If you’d prefer a lower-risk stock investment, it might be a good idea to look for a publicly-traded, blue-chip green energy company.

Investing in a Green Mutual Fund or ETF

This is similar to investing in green stocks. It will offer passive exposure to the green energy market, giving you financial benefits if and when the market as a whole improves.

The key difference between this and the option of buying company shares is the risk-reward profile. Because funds diversify your investment across a large number of ventures, you won’t lose all your money because of one company’s bad decisions.

However, you will also have a much more limited growth capacity. 

There are a couple of important differences between an ETF and a mutual fund. Most significantly, a mutual fund is actively managed, which means that fund managers will pick up and drop stocks in real time on the basis of market trends.
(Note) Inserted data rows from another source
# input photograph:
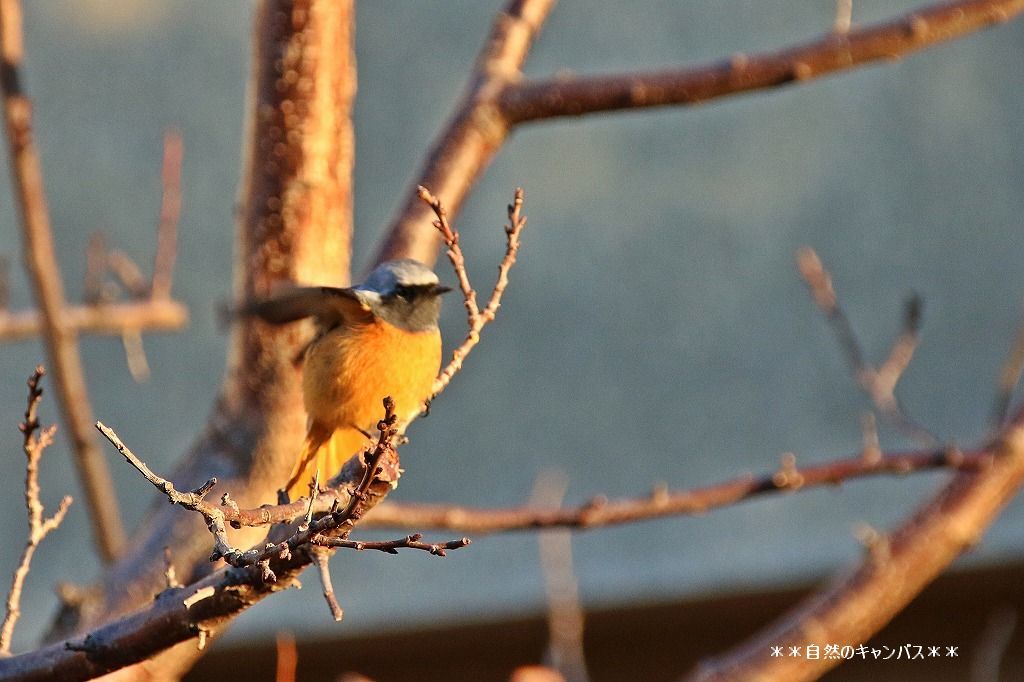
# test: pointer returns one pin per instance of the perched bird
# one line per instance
(375, 339)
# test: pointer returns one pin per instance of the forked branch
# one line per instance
(476, 318)
(36, 439)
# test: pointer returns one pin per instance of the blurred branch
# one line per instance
(39, 526)
(1010, 376)
(565, 616)
(60, 339)
(896, 566)
(170, 211)
(601, 511)
(860, 601)
(498, 97)
(105, 318)
(476, 318)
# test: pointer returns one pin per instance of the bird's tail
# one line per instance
(326, 451)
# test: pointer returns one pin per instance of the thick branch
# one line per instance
(474, 135)
(294, 224)
(108, 318)
(576, 95)
(498, 99)
(61, 340)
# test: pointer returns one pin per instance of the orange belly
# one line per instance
(346, 376)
ETF managers, on the other hand, pick a basket of stocks or index at the fund’s inception and leave them in place regardless of trends. Because of this passive strategy, ETF fees tend to be much lower.

Setting Up Solar Panels or a Windmill

This admittedly isn’t an investment in the business sense. However, that doesn’t mean it’s not a great bet.

Recent COVID-19-related dips aside, fossil fuels are getting more expensive. As oil-producing countries tinker with the supply chain and the reserves of natural fuel continue to dwindle, the price of non-renewable energy will eventually become unsustainable.

When that happens, the homes and businesses that are self-sufficient in terms of energy will be much better off. If you live in an area that gets a lot of sun or wind, this is something you should consider.

The Advantages of Investing in Green Energy

The main advantage of investing in green energy is the market outlook. There aren’t many industries with as bright a future as renewable energy.

Green companies also benefit from government subsidies and tax breaks in many areas. Because many places desperately need green energy, ruling bodies are happy to incentivize its development in whatever ways they can.

To make the most of this, you should research political attitudes to green energy in a given country before deciding to invest in a company from there.

Depending on the investment you make, you might also be helping to fund a company that makes a real breakthrough in the field of clean energy. There are countless capable energy specialists that only need start-up capital to start building the energy solutions of tomorrow.

Investing in the Energy Solution of Tomorrow

When it comes to investments with future value potential, you might find it difficult to come across a better option than green energy. Our planet’s energy requirements are massive, and continuously growing, while non-renewable energy resources continue to dwindle.

Investing in green energy is therefore likely to be a successful strategy. However, to make sure you take on an investment that suits your goals and outlook, you’ll need to do a little research on the various available options.